Driving on a suspended license is a misdemeanor offense and is subject to possible jail time and substantial fines. Penalties vary based on the initial reason the license was suspended.

Driving without a license is a misdemeanor offense that occurs when an individual is c aught driving and never obtained a driver's license, failed to renew their driver's license after it expired, established residency in California but failed to obtain a California driver's license, or was ineligible for a driver's license in California (e.g. illegal immigrants). (Veh. Code, §12500.).

California law defines a misdemeanor hit and run as leaving the scene of an accident without first identifying yourself to the other party or parties involved, and another person's property was damaged in the accident. California law defines a felony hit and run as leaving the scene of an accident without first identifying yourself to the other party or parties involved, another person's property was damaged, and/or another person was injured or killed. A felony hit and run depends on whether another individual was injured in the accident. California hit and run laws apply to every accident, regardless of who was at fault, the amount of damage inflicted, and the seriousness of the injury/injuries.

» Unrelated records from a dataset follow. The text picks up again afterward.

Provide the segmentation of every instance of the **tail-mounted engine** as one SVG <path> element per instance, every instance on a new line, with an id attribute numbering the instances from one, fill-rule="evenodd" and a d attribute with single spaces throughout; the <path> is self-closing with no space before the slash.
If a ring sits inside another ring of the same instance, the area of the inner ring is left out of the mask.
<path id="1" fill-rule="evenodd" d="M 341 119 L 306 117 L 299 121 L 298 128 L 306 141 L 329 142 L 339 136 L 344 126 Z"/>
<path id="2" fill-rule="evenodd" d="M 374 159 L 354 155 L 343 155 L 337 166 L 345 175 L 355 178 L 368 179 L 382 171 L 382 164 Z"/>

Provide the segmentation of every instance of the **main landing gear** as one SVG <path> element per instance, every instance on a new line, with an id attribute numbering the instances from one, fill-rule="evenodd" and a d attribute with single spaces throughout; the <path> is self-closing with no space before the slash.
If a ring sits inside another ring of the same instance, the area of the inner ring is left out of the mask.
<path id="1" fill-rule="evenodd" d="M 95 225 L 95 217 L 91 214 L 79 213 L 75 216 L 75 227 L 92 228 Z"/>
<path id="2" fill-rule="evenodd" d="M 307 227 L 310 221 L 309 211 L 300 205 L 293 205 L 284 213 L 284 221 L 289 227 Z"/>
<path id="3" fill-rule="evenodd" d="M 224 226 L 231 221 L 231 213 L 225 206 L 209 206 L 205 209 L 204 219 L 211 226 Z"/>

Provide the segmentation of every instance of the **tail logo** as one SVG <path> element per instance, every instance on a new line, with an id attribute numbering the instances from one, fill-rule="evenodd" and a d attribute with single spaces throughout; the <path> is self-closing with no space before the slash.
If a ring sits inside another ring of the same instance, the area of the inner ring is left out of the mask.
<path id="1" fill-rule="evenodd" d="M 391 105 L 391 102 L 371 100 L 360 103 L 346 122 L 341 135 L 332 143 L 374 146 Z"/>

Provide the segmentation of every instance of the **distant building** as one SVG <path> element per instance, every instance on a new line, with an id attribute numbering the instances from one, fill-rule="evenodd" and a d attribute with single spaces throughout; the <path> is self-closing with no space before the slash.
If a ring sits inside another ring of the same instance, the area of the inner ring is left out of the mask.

Misdemeanor hit and runs may result in possible jail sentence up to six months, and a fine up to $1000.

California law defines evading an officer as driving a motor vehicle while willfully attempting to flee from a police officer who is pursuing you in a car or on a bicycle. (Veh. Code, §2800.).

Conviction for evading an officer is a misdemeanor that can result in up to one year in county jail, a fine up to $1000, and the alleged vehicle may be impounded for up to 30 days.

  • In the case of DUI of drugs, if the defendant had drugs in their system it does not necessarily mean that they were under their influence. Exhaustion, fatigue, and anxiety are often mistaken as symptoms of drug impairment.
  • The defendant did not act with negligence or gross negligence.
  • The defendant's negligence was not the cause the victim's death.
  • The defendant was facing an immediate emergency and acted reasonably in the situation.
  • The defendant did not know their license was suspended or revoked.
  • The defendant had the right to drive under a restricted license.
  • In the case of a hit and run, only the defendant's car was damaged, the defendant didn't realize that they had been involved in an accident, or that someone else's property was damaged, and/or if it was actually someone else and not you who was involved in the accident.
  • In the case of evading and officer, if you did not intend to evade the officer, if there is insufficient evidence that your behavior met the legal definition of evading an officer, or voluntary intoxication.